Two cars are moving evenly on a chasse towards each other. Modules of their speeds are equal to 36
Two cars are moving evenly on a chasse towards each other. Modules of their speeds are equal to 36 km / h and 20 m / s. Determine the speed of the first car relative to the second and the second relative to the first.
V1 = 36 km / h = 10 m / s.
V2 = 20 m / s.
V12 -?
V21 -?
According to the law of relativity of velocities, the speed of a body relative to a stationary frame of reference Vн is the vector sum of the speed of a moving frame of reference relative to a stationary Vпн and the speed of a body relative to a moving frame of reference Vп: Vн = Vпн + Vп.
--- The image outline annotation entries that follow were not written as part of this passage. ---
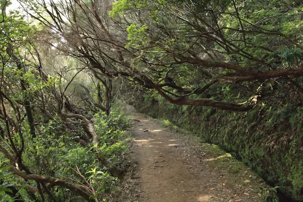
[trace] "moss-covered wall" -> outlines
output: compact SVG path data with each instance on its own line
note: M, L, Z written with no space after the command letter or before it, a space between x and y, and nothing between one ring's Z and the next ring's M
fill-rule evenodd
M237 113L142 100L133 104L138 111L233 153L283 193L303 201L303 108L264 105Z

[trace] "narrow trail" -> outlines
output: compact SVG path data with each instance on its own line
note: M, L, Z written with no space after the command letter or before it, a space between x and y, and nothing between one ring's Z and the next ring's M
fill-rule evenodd
M210 167L214 157L206 155L198 138L176 133L141 114L135 113L134 119L139 201L263 201L251 185L243 184L245 178L227 178L228 171Z

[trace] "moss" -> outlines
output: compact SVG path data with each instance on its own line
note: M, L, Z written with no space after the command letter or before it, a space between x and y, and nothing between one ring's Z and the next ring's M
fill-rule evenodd
M235 113L165 103L143 105L137 104L139 111L169 120L196 133L203 141L219 145L268 182L280 186L283 193L303 201L303 109L263 106ZM211 145L203 146L209 147L216 158L224 154ZM221 161L214 161L213 166ZM231 170L238 171L237 168Z

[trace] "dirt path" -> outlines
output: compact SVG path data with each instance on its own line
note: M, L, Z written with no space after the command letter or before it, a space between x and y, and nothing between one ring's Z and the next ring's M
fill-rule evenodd
M197 138L184 137L141 114L134 114L134 119L139 201L262 201L248 171L231 179L230 169L214 167L217 157L206 155Z

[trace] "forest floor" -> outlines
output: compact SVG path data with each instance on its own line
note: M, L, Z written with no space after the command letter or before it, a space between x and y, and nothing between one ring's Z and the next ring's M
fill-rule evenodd
M134 167L119 201L259 201L263 180L214 145L157 119L133 114Z

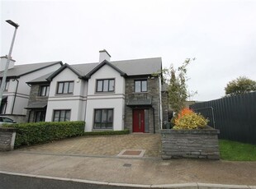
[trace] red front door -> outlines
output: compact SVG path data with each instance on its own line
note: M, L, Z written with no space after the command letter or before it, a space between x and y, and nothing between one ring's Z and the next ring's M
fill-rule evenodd
M133 110L133 131L145 132L145 113L144 109Z

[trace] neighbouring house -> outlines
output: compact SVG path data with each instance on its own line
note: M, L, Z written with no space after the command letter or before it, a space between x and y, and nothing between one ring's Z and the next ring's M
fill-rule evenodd
M52 74L28 82L31 92L28 122L85 121L85 131L129 129L154 133L168 118L160 58L64 64ZM42 97L43 94L43 97ZM162 102L162 94L164 98ZM164 113L164 114L163 114ZM166 115L165 115L166 114Z
M7 60L7 56L1 57L0 81L2 78ZM25 108L27 107L31 91L31 87L26 82L53 72L63 63L60 61L22 65L14 63L14 60L10 61L0 113L15 119L17 122L26 122Z

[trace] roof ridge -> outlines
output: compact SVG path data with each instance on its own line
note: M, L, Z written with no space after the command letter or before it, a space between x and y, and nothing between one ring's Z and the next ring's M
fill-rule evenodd
M51 62L36 62L36 63L26 63L26 64L16 64L14 67L20 67L20 66L27 66L27 65L35 65L35 64L43 64L43 63L57 63L57 62L62 62L62 61L51 61Z

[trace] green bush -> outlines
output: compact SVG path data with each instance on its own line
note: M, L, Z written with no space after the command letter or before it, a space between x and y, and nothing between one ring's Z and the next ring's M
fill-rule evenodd
M202 115L196 113L189 113L175 119L173 129L198 129L203 128L209 122Z
M17 128L15 147L46 143L56 140L83 136L85 122L29 122L12 124L5 127Z
M84 132L84 136L103 136L103 135L126 135L129 134L128 129L123 131L91 131Z

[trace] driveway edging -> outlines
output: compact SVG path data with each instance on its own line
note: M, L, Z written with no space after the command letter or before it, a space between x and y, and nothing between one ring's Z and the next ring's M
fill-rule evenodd
M35 177L39 179L49 179L49 180L58 180L62 182L81 182L88 185L101 185L107 187L118 187L122 188L179 188L179 189L227 189L227 188L239 188L239 189L255 189L256 186L247 186L247 185L226 185L226 184L212 184L212 183L200 183L200 182L192 182L192 183L177 183L177 184L163 184L163 185L145 185L145 184L129 184L129 183L116 183L116 182L99 182L99 181L91 181L84 179L77 178L65 178L59 177L50 177L44 175L35 175L35 174L26 174L21 173L12 173L0 171L0 174L11 175L11 176L20 176L26 177Z

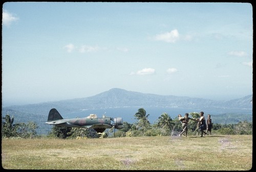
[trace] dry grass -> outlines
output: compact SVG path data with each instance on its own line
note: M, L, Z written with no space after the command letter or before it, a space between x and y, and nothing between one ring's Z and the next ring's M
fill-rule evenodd
M2 140L2 165L18 169L248 170L252 135Z

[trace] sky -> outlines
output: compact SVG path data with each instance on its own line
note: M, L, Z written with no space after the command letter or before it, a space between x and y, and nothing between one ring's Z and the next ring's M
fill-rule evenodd
M113 88L230 100L252 94L252 6L7 2L2 106Z

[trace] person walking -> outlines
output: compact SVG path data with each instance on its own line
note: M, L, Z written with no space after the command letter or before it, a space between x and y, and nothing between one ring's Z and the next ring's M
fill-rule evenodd
M204 112L200 112L200 118L198 119L198 121L200 122L200 128L201 131L201 137L203 137L203 133L204 135L206 135L206 133L204 131L206 130L206 124L205 122L205 118L204 116Z
M179 136L180 137L183 133L185 133L185 136L186 137L187 137L187 129L188 127L187 124L188 123L189 120L189 119L192 119L194 120L196 120L189 117L188 113L186 113L185 114L185 116L183 117L181 116L181 114L179 114L178 116L179 116L179 119L180 120L180 121L181 121L181 122L182 122L182 129L183 129L183 131L181 132L181 133L180 133L180 134L179 134Z
M210 115L208 114L207 120L206 122L207 129L206 129L206 134L209 131L210 132L210 136L211 133L211 128L212 128L212 123L211 122L211 119L210 118Z

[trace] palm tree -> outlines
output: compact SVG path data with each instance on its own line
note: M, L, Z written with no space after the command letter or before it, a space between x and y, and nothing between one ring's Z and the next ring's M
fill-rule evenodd
M134 115L138 121L137 124L138 128L142 129L143 136L144 136L146 130L148 128L150 125L150 122L147 119L150 114L146 115L146 114L145 109L140 108L138 110L138 112Z
M170 129L170 133L172 133L172 129L175 126L175 122L172 122L172 120L173 119L167 113L163 113L161 116L158 117L157 126L159 127L166 126Z

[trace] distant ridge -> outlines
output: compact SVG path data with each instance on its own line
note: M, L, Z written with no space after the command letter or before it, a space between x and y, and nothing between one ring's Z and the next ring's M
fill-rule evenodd
M209 99L161 95L112 88L109 91L85 98L49 102L22 106L11 106L3 109L11 109L28 113L47 114L55 108L66 112L82 109L121 107L170 107L194 109L252 109L252 94L228 101ZM3 110L2 110L3 114Z
M136 113L140 108L146 110L158 109L160 111L157 112L157 114L161 114L163 112L162 110L166 108L179 109L180 112L182 109L186 109L187 112L204 109L204 111L207 111L232 113L246 111L252 114L252 94L228 101L217 101L187 96L142 93L120 88L113 88L85 98L3 107L2 117L5 116L7 114L13 115L15 117L15 122L34 121L39 126L38 133L45 133L46 131L50 130L50 127L47 126L45 122L49 112L52 108L56 108L61 112L61 114L73 113L78 114L79 112L90 110L93 110L95 112L100 109L115 109L118 110L125 108L126 112L121 111L118 113L120 115L127 114L127 111L132 109L133 112L129 113L130 118L133 117L131 113ZM153 114L150 116L153 117ZM156 118L157 118L157 117Z

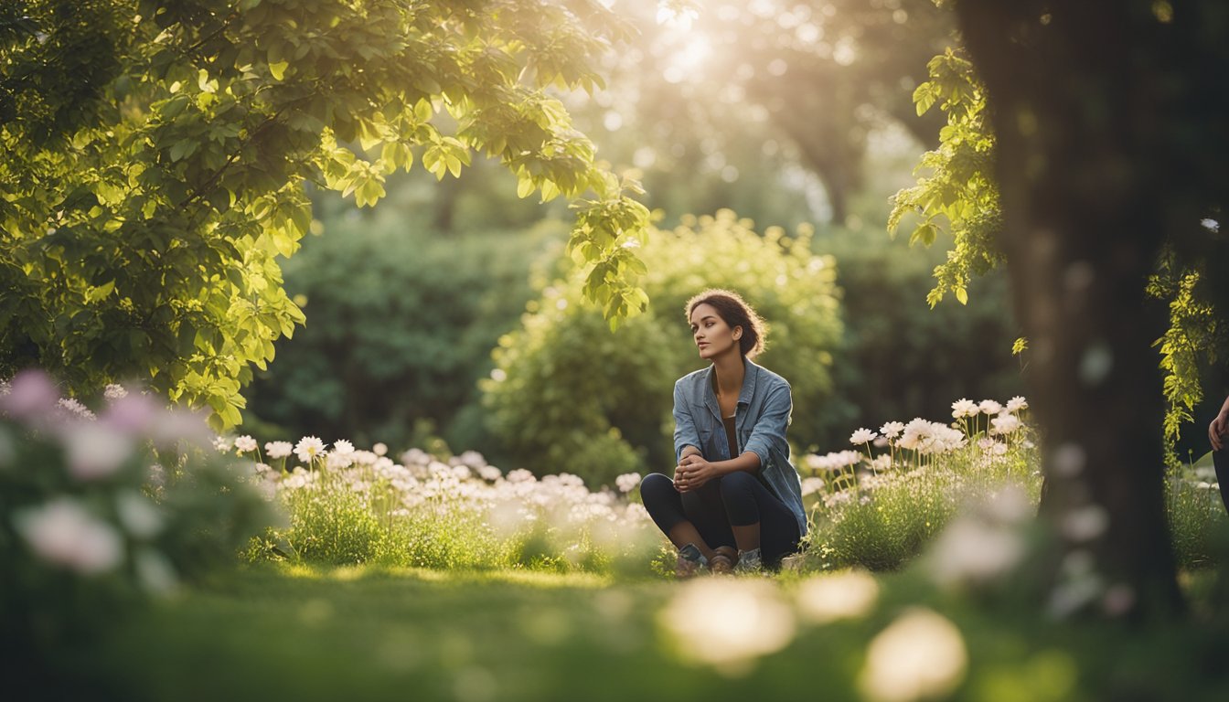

The fixed frame of reference is the earth, the movable frame of reference is the second car.
Therefore, the speed of the second car relative to the ground V2 is the speed of the moving frame of reference Vнп: Vнп = V2.
The speed of the first car relative to the second V12 is the speed of the body, relative to the moving frame of reference Vп: Vп = V12.
The speed of the first car relative to the ground V1 is the speed of the body relative to the stationary frame of reference Vн: Vн = V1.
V1 = V2 + V12.
V12 = V1 – V2.
Let’s draw the coordinate axis in the direction of the first car, Since the second car is moving towards it, then V12 = V1 – (-V2) = V1 + V2.
V12 = 10 m / s + 20 m / s = 30 m / s.
The speed of the second car relative to the first V21 will also be the sum, only directed in the opposite direction of the axis: V21 = – 30 m / s.